In January, the Illinois Legislature enacted the Act to End Atrocities and Terrorism in the Sudan — the nation’s first such law and the most restrictive.

This triggered a lawsuit, filed in August by the National Foreign Trade Council, a business organization that represents more than 300 of the largest companies in the world, which is arguing that Illinois has overstepped its constitutional authority by attempting to establish foreign policy.

Meanwhile, federal lawmakers seem content to let the courts decide.
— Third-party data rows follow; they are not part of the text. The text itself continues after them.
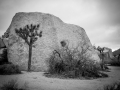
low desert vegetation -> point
(73, 64)
(115, 86)
(3, 57)
(8, 69)
(13, 85)
(115, 62)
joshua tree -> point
(29, 33)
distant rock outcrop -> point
(54, 31)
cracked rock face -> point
(54, 31)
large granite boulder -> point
(54, 31)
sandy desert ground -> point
(37, 81)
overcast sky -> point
(99, 18)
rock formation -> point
(54, 31)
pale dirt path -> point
(37, 81)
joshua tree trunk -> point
(30, 56)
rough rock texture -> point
(54, 31)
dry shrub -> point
(70, 63)
(13, 85)
(8, 69)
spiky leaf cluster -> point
(29, 33)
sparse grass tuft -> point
(8, 69)
(12, 85)
(115, 86)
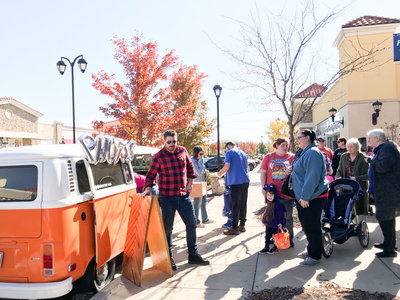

On Oct. 13, the Congress enacted the Darfur Peace and Accountability Act, signed by President George W. Bush, which places more sanctions on the government of Sudan.

However, lawmakers removed language that protected states such as Illinois from legal action.

A trial in the Illinois Sudan-divestment case, scheduled for district court in Chicago later this month, may determine the fate of at least 15 states, including the nation’s most populous, that are also considering divestment.

In late September, California Gov. Arnold Schwarzenegger signed a bill requiring the California Public Employees’ Retirement System and the California State Teachers’ Retirement System to sell the stock of companies refusing to halt their business activities with the Sudanese government after 90 days’ warning.

NFTC president William Reinsch says that his group has no immediate plans to sue California and will await the outcome of the Illinois court battle, which he’s confident they will win.

“If we win in Illinois, which we think we will, then we will write the other states that have statutes that are similarly flawed and apprise them of the court ruling and ask them to repeal their statutes. If they don’t, we will have to sue them. And we will,” Reinsch told the San Francisco Chronicle.

U.S. officials, including the president, have accused Sudan’s government of sponsoring Arab militia groups, which have been carrying out a genocide campaign since 2003, killing an estimated 400,000 people, and displacing 2.5 million more, in the region of western Sudan known as Darfur.